Gemini 3 Flash's Claudiness

December 19, 2025

Epoch AI found that benchmarks mostly measure a general capability. Given a model’s composite score, which combines 39 benchmarks, you can pretty well predict its score in a single benchmark.

However, they also identified a minor, orthogonal dimension, which they said at first seemed something like “good at agentic tasks, but bad at vision… and also bad at math.” The top 5 models in this dimension were all Claude models, so they called this dimension “Claudiness.”
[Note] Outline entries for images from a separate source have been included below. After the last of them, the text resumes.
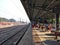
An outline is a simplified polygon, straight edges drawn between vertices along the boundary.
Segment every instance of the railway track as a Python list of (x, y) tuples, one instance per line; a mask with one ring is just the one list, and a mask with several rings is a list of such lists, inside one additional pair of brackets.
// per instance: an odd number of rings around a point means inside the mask
[(0, 31), (0, 45), (17, 45), (28, 26), (15, 26)]

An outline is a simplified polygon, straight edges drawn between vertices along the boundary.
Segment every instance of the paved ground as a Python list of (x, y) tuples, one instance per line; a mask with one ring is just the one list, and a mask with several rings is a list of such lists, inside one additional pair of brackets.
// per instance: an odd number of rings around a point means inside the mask
[(35, 45), (60, 45), (55, 40), (55, 36), (51, 32), (40, 32), (40, 30), (33, 29), (33, 42)]

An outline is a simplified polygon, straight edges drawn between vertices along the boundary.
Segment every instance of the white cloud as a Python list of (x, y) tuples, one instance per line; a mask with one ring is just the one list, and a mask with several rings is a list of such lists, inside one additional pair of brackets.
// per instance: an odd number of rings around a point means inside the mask
[(0, 0), (0, 17), (30, 22), (20, 0)]

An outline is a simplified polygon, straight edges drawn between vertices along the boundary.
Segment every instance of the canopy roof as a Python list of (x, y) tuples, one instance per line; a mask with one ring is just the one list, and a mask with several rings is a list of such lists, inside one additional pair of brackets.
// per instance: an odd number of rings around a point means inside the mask
[[(21, 0), (30, 20), (54, 17), (60, 12), (60, 0)], [(53, 13), (54, 12), (54, 13)]]

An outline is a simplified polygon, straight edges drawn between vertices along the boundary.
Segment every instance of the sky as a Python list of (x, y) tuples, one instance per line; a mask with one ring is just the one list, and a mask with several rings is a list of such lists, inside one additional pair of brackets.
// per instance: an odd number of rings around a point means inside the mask
[(0, 0), (0, 17), (30, 22), (20, 0)]

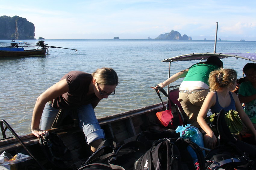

Gemini 3 Flash seems to do better at agentic but worse at reasoning tasks than Gemini 3 Pro. (Gemini has, however, been much better at vision, so vision looks like a third dimension.) This is surprising, since you might expect Gemini 3 Flash to just be a distillation of Gemini 3 Pro. But there was additional agentic RL research that went into Gemini 3 Flash.

Gemini 3 Flash is slightly higher on the Vals Index than Gemini 3 Pro. It does better at SWE-Bench and Terminal-Bench, which are agentic, while Gemini 3 Pro does better at GPQA and MMLU, which require more knowledge and reasoning.

It therefore seems like Claudiness really is a separate dimension, and that Google has figured out how to train it in Gemini.

It also raises the question of where economic value lies for AI. It reminds me a bit of Joel Spolsky’s hiring rule: look for someone who is “smart, and gets things done”. 3 Pro might be the smarter candidate, but 3 Flash can get things done. We can expect the agentic RL to be folded into Pro soon.